Résultats

 

Résultats du Projet AELP

La vulnérabilité du pays vis-à-vis des invasions de 2004 et futures du criquet pèlerin est réduite à travers une stratégie améliorée de prévention, d’alerte précoce, de réaction rapide et de réduction des impacts sanitaires et environnementaux néfastes. En effet,

-          la gestion prévisionnelle de la crise acridienne est améliorée par le canal (i) du système d’alerte précoce et de réponse rendu fonctionnel grâce à la redynamisation des 08 bases de surveillance et d’alerte précoce et (ii) du Plan National d’Urgence Antiacridien (PNUA) qui définit clairement les rôles et responsabilités de chaque acteur clé  (Pays, CLCPRO, FAO et Donateurs) et qui a été élaboré et coordonné au niveau régional par la FAO et la CLCPRO ;

 -          le dispositif de lutte antiacridienne est opérationnel suite à (i) son renforcement en 08 unités de traitement (véhicule équipé d’appareil à grand débit) et en équipement de protection individuelle, (ii) la gestion des pesticides fortement améliorée et rendue conforme aux normes internationales y relatives et (iii) la promotion de l’utilisation des biopesticides .

 Résultats de recherches sur les Aflatoxines

Les aflatoxines sont des métabolites fongiques très toxiques et cancérigènes. Selon la FAO, 25% des cultures vivrières à travers le monde sont touchées par la contamination par les aflatoxines. Compte tenu de sa toxicité, la contamination par l’aflatoxine des produits et sous produits agricoles constitue une menace à la sécurité alimentaire et à la santé publique. A fortes doses, l'aflatoxine peut entraîner de graves maladies comme la cirrhose hépatique aiguë, voire la mort chez les humains et les animaux.
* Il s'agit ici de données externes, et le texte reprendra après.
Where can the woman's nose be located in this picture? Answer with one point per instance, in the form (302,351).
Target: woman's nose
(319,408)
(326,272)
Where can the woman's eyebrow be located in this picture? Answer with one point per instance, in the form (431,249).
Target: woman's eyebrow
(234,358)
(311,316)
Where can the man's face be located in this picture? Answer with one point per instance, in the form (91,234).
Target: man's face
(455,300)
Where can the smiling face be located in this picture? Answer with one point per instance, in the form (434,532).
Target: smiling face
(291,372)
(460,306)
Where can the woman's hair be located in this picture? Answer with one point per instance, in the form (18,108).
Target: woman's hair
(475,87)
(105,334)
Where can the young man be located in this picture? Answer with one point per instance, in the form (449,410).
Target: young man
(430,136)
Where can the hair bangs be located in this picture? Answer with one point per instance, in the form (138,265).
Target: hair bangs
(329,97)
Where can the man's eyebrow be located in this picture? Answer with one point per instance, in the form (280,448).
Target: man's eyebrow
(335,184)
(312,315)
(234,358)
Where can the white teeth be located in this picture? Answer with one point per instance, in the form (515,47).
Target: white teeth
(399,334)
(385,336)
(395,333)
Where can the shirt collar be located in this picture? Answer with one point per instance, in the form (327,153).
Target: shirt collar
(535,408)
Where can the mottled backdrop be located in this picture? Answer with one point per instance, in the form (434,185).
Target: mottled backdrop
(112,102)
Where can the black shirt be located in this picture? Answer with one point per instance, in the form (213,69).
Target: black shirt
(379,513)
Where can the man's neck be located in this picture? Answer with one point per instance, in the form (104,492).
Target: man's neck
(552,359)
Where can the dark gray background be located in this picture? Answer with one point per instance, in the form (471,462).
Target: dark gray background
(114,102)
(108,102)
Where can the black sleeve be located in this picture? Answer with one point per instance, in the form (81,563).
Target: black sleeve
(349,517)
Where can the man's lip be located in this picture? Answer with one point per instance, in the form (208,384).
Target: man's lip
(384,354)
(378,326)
Dans notre pays, cette toxine est plus importante sur l’arachide qui constitue un aliment de base pour les sénégalais, mais aussi un produit majeur d’exportation. Malheureusement, les taux importants d’aflatoxines enregistrés sur ce produit ont constitué jusqu’ici une barrière aux exportations vers les marchés de l’Union Européenne.

Toutefois, il est bien possible de diminuer significativement et à des niveaux acceptables et acceptés pour la santé humaine et animale la contamination des produits agricoles par les aflatoxines. C’est dans ce contexte que l’Union africaine a développé une initiative dénommée « Partenariat pour la lutte contre les Aflatoxines en Afrique ». Au Sénégal, un groupe de travail est mis en place. Dans ce groupe sont représentés différents ministères (commerce, santé, agriculture, environnement, industriels), les associations consuméristes, les journalistes, entres autres, pour la collecte et le traitement des données afin d’apporter une solution durable à la problématique de l’aflatoxine.

Pour œuvrer dans ce sens, la Direction de la Protection des  Végétaux  (DPV) du Sénégal en collaboration avec l'Institut International d'Agriculture Tropicale (IITA) et l’USDA/ARS université d’Arizona, a développé un produit biologique dénommé  « Aflasafe SN01 ». Ce produit entièrement naturel est fabriqué à partir de souches  indigènes du Sénégal non toxiques du champignon Aspergillus flavus. Des tests d’efficacité du produit Aflasafe SN01 sont menés dans le bassin arachidier du Sénégal depuis 2010, précisément dans les régions de Diourbel et Kaolack (Nioro). Les résultats obtenus des essais d’efficacité du produit Aflasafe SN01 en 2010, 2011, 2012 et 2013 sont jusqu'ici très encourageants car ayant occasionné une réduction de plus de 90% du taux d'aflatoxine à partir du champ, réduction maintenue en magasins de stockage quel que soit les conditions.  Cette réduction est aussi valable sur tous les sous-produits (tourteaux, ou huile SEGAL) obtenus à partir des graines en provenance des champs traités avec Aflasafe SN0.

Maintenant que les résultats des tests sont concluants,  il est prévu la construction d’une Unité de production d’Aflasafe SNO1 dans notre pays. Un accord est signé avec la SODEFITEX pour la production et commercialisation de ce produit à un prix abordable pour tous les producteurs de maïs et d’arachide.